Anche qui roba da film trash degli 70’ e 80’. Non aspettatevi doppi sensi sottili o ermetici. Come diceva la Gialappa’s band, commentando i testi dell’agghiacciante cantore dei mostri, Donato Mitola (perso tra vampiri e bordelli, licantropi e squillo obese) sono “tutti sensi unici”. Grasse risate insomma.
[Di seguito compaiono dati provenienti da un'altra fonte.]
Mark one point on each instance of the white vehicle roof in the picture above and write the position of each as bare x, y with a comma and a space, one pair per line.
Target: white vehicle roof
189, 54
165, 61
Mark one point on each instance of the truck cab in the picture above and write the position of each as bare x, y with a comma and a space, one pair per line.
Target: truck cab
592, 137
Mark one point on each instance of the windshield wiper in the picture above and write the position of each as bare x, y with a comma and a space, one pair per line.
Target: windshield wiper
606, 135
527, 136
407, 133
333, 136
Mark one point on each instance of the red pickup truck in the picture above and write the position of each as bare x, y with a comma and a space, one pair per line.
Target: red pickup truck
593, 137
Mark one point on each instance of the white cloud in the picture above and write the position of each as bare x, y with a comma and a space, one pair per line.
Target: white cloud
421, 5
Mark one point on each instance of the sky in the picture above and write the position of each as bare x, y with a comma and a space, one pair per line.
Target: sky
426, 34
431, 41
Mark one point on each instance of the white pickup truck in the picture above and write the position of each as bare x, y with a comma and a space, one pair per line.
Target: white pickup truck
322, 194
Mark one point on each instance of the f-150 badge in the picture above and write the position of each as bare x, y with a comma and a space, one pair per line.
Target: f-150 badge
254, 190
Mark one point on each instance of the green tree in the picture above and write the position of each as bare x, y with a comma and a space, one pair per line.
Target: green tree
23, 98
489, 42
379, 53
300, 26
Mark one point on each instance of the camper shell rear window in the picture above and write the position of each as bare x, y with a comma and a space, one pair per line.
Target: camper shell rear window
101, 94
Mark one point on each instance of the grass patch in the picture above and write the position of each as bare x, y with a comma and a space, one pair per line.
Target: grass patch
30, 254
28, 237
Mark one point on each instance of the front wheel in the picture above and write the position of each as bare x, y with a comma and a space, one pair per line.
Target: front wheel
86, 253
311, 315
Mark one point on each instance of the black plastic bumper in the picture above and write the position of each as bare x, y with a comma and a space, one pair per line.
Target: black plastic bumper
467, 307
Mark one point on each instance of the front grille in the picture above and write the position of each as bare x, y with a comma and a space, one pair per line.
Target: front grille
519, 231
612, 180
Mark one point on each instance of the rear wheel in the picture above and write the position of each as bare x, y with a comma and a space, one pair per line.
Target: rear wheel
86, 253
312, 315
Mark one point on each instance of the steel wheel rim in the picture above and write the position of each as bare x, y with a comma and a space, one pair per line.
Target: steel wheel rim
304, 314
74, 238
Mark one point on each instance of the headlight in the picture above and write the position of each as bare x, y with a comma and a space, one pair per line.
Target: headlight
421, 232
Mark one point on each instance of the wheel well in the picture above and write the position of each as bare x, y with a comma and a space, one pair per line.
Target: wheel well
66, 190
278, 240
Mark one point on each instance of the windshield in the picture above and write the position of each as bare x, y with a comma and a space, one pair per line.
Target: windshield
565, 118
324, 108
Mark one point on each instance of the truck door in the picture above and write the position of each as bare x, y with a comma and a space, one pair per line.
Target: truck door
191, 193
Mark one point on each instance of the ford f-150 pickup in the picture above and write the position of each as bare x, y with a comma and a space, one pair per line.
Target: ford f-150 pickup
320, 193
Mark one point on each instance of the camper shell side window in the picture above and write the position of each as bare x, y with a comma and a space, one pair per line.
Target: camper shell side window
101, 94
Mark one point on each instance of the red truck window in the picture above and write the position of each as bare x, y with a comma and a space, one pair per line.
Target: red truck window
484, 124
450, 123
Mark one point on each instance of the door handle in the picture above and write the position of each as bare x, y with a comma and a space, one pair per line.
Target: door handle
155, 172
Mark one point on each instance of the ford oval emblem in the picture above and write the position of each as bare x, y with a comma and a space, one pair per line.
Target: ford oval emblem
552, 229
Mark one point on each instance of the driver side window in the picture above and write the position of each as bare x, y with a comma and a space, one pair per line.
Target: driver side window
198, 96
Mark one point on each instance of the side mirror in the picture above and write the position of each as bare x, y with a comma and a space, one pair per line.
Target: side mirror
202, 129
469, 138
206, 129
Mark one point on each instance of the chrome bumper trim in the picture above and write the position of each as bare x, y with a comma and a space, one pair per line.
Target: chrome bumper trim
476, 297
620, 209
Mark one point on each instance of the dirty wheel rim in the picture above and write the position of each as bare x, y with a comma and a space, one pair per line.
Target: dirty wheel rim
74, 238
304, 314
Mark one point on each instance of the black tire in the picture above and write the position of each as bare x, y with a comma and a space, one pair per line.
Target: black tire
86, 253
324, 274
Quelle che oramai cerchiamo col lanternino su You Tube, visto che anche in questo caso i tempi sono cambiati e come sempre in peggio.
Rimangono le riflessioni dell’autore su alcuni temi che gli sono stati sempre a cuore.
Le occasioni mancate, gli anni che passano lasciando vuoti incolmabili, la disperata ricerca di un amore sincero e corrisposto o in mancanza di un rapporto amoroso che sia breve ma intenso, il riscatto sociale che mai arriva, l’amata/temuta/decantata morte come la fine di ogni tormento interiore o fatica esteriore.
E poi c’è sempre il mitico Vergy, il Bukowski dell’Emilia Romagna, Claudio, l’ultimo eroe romantico e disilluso, il cinico e ingestibile Gabriele che diventa anche scrittore ( altro paradosso su cui ragionare) che sembra uscito dal film “Trainspotting” e una galleria di personaggi vecchi e nuovi tra “La Settimana bianca” di Mariano Laurenti e “Quella Villa accanto al Cimitero” di Lucio Fulci.
Tra romanticismo degli ultimi e consapevolezza assoluta del male (soprannaturale), tra spavalderia da bullo di provincia e legami forti e sinceri che vanno al di là di frasi a effetto o gesti oltremodo teatrali che tanta letteratura “alta” ci dispensa a piene mani nelle librerie sempre più vuote, “Il 36°Giusto” vince la sua scommessa più grande:
confermare il suo autore come penna ancor fresca e sincera e soprattutto avvinghiare il lettore fino all’ultima pagina. Tutto è bene quel che finisce bene.
Vergnani è qui per rimanere e narrare ancora le sue terribili (ma così comuni) storie.
E qui al Mondo di Edu abbiamo già l’idea balorda ma convinta di incoronare “Il 36° Giusto” come il romanzo del 2010. E ne abbiamo ben donde.